As conclusões são resultado de uma investigação apresentada na última quinta-feira pelo Ministério do Trabalho em conjunto com a Polícia Federal, que já havia prendido 13 suspeitos em fevereiro. Este é o maior caso de trabalho escravo flagrado no Brasil nos últimos dez anos, desde que 1.064 trabalhadores foram resgatados de uma fazenda de cana no interior do Pará, em 2007. Ao contrário daquele caso, as pessoas cooptadas pela igreja não estavam em um único local, mas espalhadas em pelos menos 17 cidades de três estados diferentes: Bahia, Minas Gerais e São Paulo.
Eles trabalhavam em postos de gasolina, fábricas de salgados e doces, restaurantes, cafés, lojas, fazendas
Eles trabalhavam em postos de gasolina, fábricas de salgados e doces, restaurantes, cafés, lojas, fazendas e outros estabelecimentos que eram registrados em nome de laranjas da congregação e ligados à empresa Nova Visão. A empresa está registrada no nome dos pastores Cícero Vicente de Araújo e Miguel Donizete Goncalves, líderes da igreja.
Em 2006 ele já havia sido acusado de manter 800 pessoas em regime de escravidão sob outra congregação, a “Jesus, a Verdade Que Marca”. Em 2015, mais um caso envolvendo o pastor e a antiga seita, quando fiéis deram depoimentos repetindo as pregações do líder. Para se defender, publicou um vídeo no canal da igreja, no ano passado, mostrando o que ele diz ser um documento que o isentaria de processos penais. E pergunta: “esses que estão me julgando, me caluniando, me difamando… essas pessoas, eles têm o espírito de Cristo?”.
Escravos, não. “Irmãos”
Além do número de vítimas, outra característica torna esse caso inusitado: os fiéis não se enxergavam como trabalhadores, mas como “irmãos”. Eles eram orientados a não prestar informações e se negavam a responder perguntas simples feitas pelos auditores fiscais. “De uma maneira geral, os trabalhadores mentiam copiosamente sobre a condição deles. Era uma mentira atrás da outra”, diz o auditor Marcelo Campos.

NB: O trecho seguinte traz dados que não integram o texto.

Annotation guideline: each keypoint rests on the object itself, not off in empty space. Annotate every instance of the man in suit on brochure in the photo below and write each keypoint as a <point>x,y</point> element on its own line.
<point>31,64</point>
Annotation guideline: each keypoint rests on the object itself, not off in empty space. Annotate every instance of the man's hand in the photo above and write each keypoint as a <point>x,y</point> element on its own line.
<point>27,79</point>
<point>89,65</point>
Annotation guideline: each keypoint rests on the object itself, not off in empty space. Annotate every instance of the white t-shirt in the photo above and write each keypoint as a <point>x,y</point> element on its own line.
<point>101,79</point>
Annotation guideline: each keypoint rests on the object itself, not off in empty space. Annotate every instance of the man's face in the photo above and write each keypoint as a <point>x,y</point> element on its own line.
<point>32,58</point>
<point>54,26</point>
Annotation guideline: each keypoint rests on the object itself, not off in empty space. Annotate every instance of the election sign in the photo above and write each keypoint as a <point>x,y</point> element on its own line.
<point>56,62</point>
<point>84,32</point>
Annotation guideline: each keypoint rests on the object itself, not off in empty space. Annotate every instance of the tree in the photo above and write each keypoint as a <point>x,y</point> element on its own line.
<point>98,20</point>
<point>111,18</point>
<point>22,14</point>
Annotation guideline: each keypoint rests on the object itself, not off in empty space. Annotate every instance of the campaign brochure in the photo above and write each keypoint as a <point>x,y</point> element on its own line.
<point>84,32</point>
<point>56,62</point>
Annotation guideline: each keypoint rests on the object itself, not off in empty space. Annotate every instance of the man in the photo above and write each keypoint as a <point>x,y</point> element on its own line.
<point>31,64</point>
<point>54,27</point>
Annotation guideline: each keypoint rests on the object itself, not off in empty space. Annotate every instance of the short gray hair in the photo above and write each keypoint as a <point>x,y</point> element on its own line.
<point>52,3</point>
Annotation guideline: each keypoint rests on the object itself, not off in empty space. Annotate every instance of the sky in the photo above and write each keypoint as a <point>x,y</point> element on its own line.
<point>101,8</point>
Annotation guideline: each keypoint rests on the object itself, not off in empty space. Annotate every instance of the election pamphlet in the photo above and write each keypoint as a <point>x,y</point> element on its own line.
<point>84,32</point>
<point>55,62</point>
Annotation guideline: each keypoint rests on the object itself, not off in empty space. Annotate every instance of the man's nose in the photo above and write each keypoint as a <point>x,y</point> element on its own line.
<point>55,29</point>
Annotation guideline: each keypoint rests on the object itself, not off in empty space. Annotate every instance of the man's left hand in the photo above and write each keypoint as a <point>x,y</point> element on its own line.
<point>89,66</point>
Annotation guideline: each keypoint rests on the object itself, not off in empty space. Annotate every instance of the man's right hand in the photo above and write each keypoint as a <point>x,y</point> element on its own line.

Como os trabalhadores não desejavam sair do local, não houve resgate, e a maioria permanece na mesma atividade. “Se ele fala ‘não saio’, não tem como eu obrigar ele a sair. É como se eles estivessem agarrados no paraíso”, compara Campos. Para ele, a única maneira de acabar com a situação seria por meio da inviabilização de todas as atividades comerciais da igreja pela justiça.
Fiéis entregavam até FGTS
Sem possuir páginas em redes sociais e com poucos vídeos no YouTube, a igreja evangélica Comunidade Cristã Traduzindo o Verbo pregava na base do corpo a corpo ou em programas de rádio e televisão locais. Segundo os auditores, os recrutados estavam “geralmente em situação de risco”, e escutavam sermões sobre um modo de vida baseado no desapego e no serviço à comunidade.
Essa rotina girava em torno de casas mantidas pela igreja, para onde os novos fiéis eram levados. A maior delas fica na Lapa, bairro de classe média da capital paulista. Nada era gratuito. Os que recebem algum tipo de remuneração devem pagar R$ 400 mensais para se manterem dentro da casa. Na prática, a remuneração passa a ser simbólica, já que ela volta para a igreja através desse aluguel. Outros trabalham sem receber nada em troca da moradia e de produtos básicos.
Os fiéis também eram estimulados a ceder seus pertences. Um deles, demitido de um emprego como metalúrgico, havia recebido 30 mil reais de rescisão. Ele entregou 6 mil reais em São Paulo e os outros 24 mil na Bahia.
Sócios só no papel
Os fiéis moravam em 27 casas comunitárias espalhadas pelo país, onde tinham contato somente com outros seguidores da igreja. Os seus empregos, alguns no mesmo local da moradia, eram mantidos por relações fraudulentas, em que o salário era parcial ou totalmente retido pela igreja.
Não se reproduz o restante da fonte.